Desde então, as relações entre os governos federal e estadual azedaram. Para complicar, João Pessoa aceitou a indicação para ser vice na chapa oposicionista, encabeçada por Getúlio Vargas. “Tentou-se fazer uma frente única aqui na Paraíba, como aconteceu no Rio Grande do Sul”, explica José Octávio. “A oposição aqui era muito pequena, mas não aceitou. Eles viram no apoio federal, a situação, a possibilidade de ter um fôlego”, conta.
Desde 24 de fevereiro de 1930 que o governo de João Pessoa via-se às voltas com uma guerra civil. A cidade de Princesa declara-se “Território Independente” e não mais se submetia aos comandos da chefia do Executivo estadual.
VIAGEM AO RECIFE
O objetivo principal da ida de João Pessoa ao Recife era visitar velho amigo, o juiz federal Francisco Tavares da Cunha Melo, que estava enfermo e internado no Hospital Centenário, no bairro de Boa Vista, no Recife. Mais do que uma visita de solidariedade, havia um interesse específico do presidente. João Pessoa estava prestes a receber um carregamento de armas que viria ao porto do Recife em poucos dias. Certamente as autoridades federais iriam apreender a carga.
O navio Muniz Freire, da Marinha, percorria o litoral com o objetivo de impedir a chegada de armas e munição à Paraíba. Com vistas a driblar a fiscalização federal, o material bélico vinha por meio de contrabando em latas de conservas. Às vésperas da viagem que faria ao Recife, a última que fizera em vida, a questão que inquietava João Pessoa era a seguinte: seria possível liberar o carregamento ao se requerer um interdito? João Pessoa acreditava que sim, era possível sustar a apreensão com este recurso judicial. Queria, porém, ouvir do amigo juiz uma opinião sobre o caso. Havia, ainda, a necessidade de comprar novos clichês no Jornal da Manhã, situado na capital pernambucana, para a edição comemorativa ao aniversário de um ano do “Nego”.
JOÃO DANTAS
Olinda, três horas da tarde, 26 de julho de 1930. O advogado João Dantas saíra da casa do cunhado Augusto Caldas e tomara um bonde com destino à capital pernambucana. Iria até o Jornal do Commercio. Seu objetivo era responder à série de cartas suas que o jornal A União vinha publicando. Casualmente, João Dantas senta-se ao lado de um conterrâneo que está lendo o jornal estatal da Paraíba. Ao ver a manchete em tipos em caixa alta “REVELANDO A ALMA TORTUOSA DOS CONSPIRADORES CONTRA A ORDEM E A DIGNIDADE DE NOSSA TERRA”, João Dantas sentiu o sangue ferver. À medida em que seguia com os olhos na leitura, mais impropérios lhe eram dirigidos: “... o arquivo de cartas e telegramas desse tarado era um verdadeiro manancial de monstruosidades...”. Mais adiante: “Nos documentos da edição de ontem ficou demonstrada a irresistível tendência dos Dantas para o alheio”.

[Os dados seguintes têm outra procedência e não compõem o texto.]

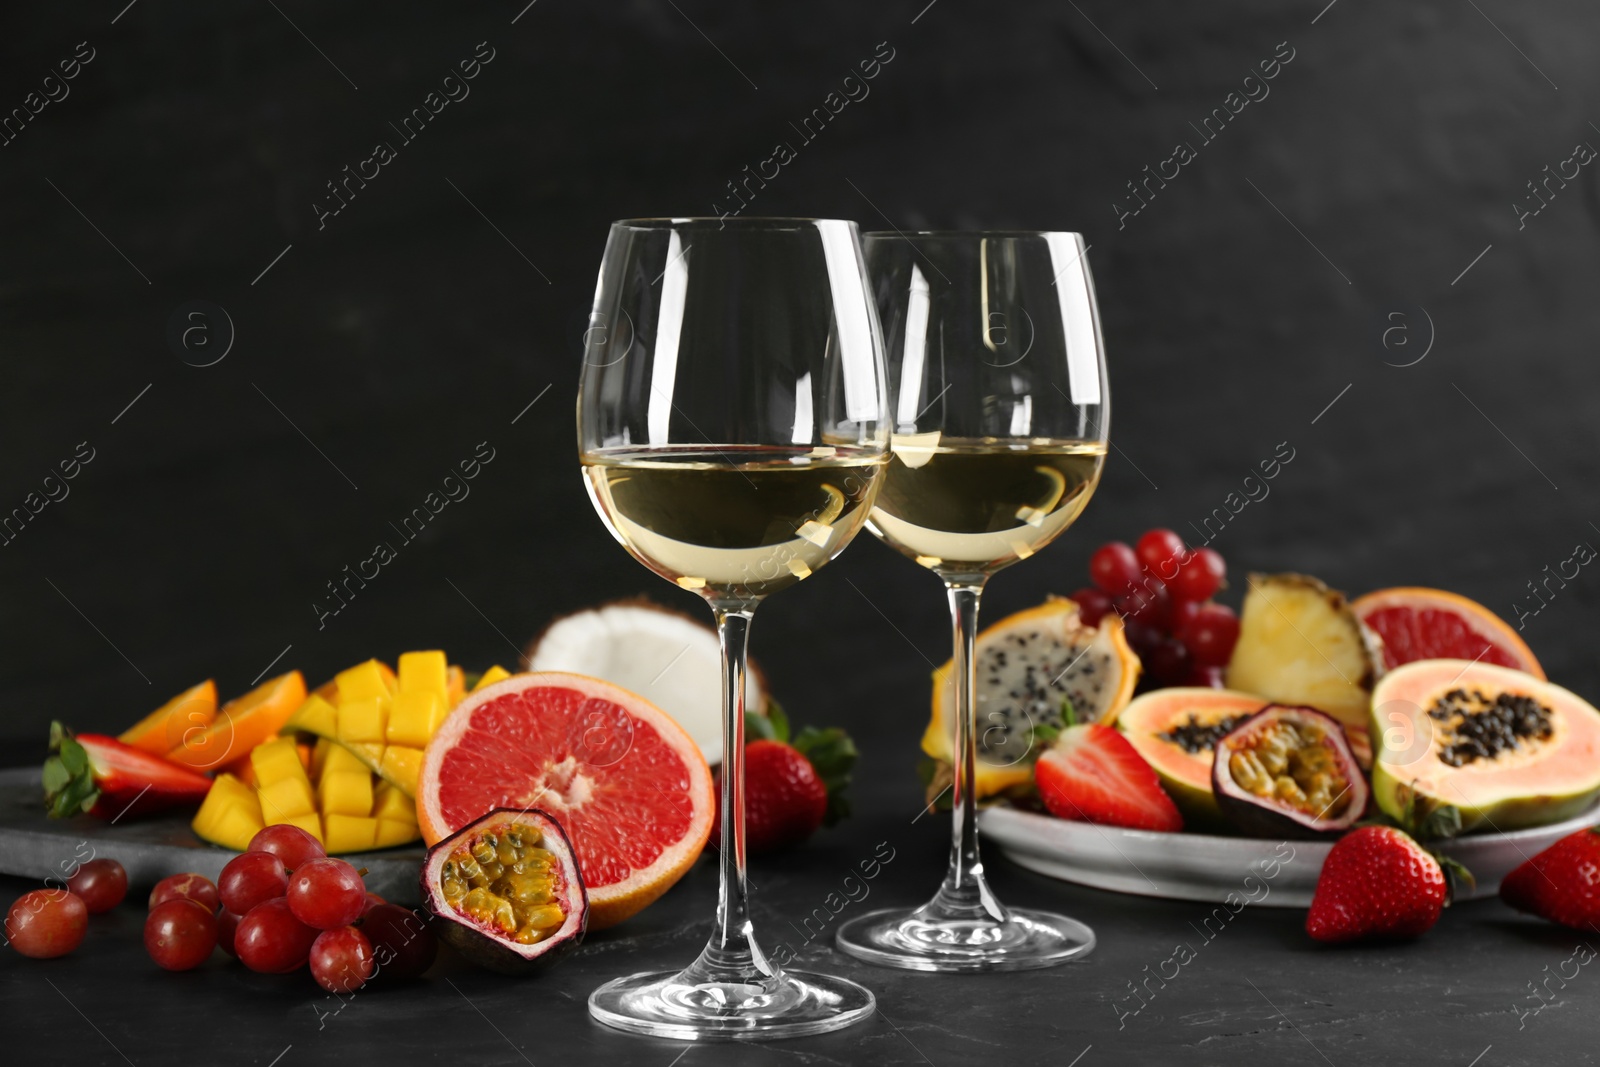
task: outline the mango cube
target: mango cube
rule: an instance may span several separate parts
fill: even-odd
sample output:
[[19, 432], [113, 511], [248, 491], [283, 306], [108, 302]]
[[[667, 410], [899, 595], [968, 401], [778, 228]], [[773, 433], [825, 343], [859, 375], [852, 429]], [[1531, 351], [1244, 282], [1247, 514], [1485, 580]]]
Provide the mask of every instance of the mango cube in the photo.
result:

João Dantas, com os olhos marejados de ódio, ainda teve tempo de ler a notinha: “Com destino ao Recife, viaja hoje o sr. presidente João Pessoa, que na vizinha metrópole do sul vai visitar o seu amigo particular dr. Cunha Melo, juiz federal de Pernambuco e que se acha convalescente após a intervenção cirúrgica a que se submetera. A demora do chefe do governo será muito curta”.
João Dantas considerou a atitudade de João Pessoa um ultraje - ir impunemente ao Recife, desafiar-lhe a coragem. Voltou à casa do cunhado, pegou o seu colt 22 e de lá partiria com uma missão: lavar a honra ofendida. Esta versão, todavia, não é um ponto pacífico. “Essa história de bonde, de jornal, nada disso existiu. Foi criada para descartar a culpabilidade de Moreira Caldas”, opina Wellington Aguiar. “Eu não acho correta a versão do bonde – ele ter descido e retornado à casa do cunhado? Não, não; João Dantas andava armado”, comenta José Octávio de Arruda Melo. Uma outra versão dá conta de que Augusto Caldas, cunhado de João Dantas, teria visto João Pessoa e ligara para casa com o fim de avisar ao advogado.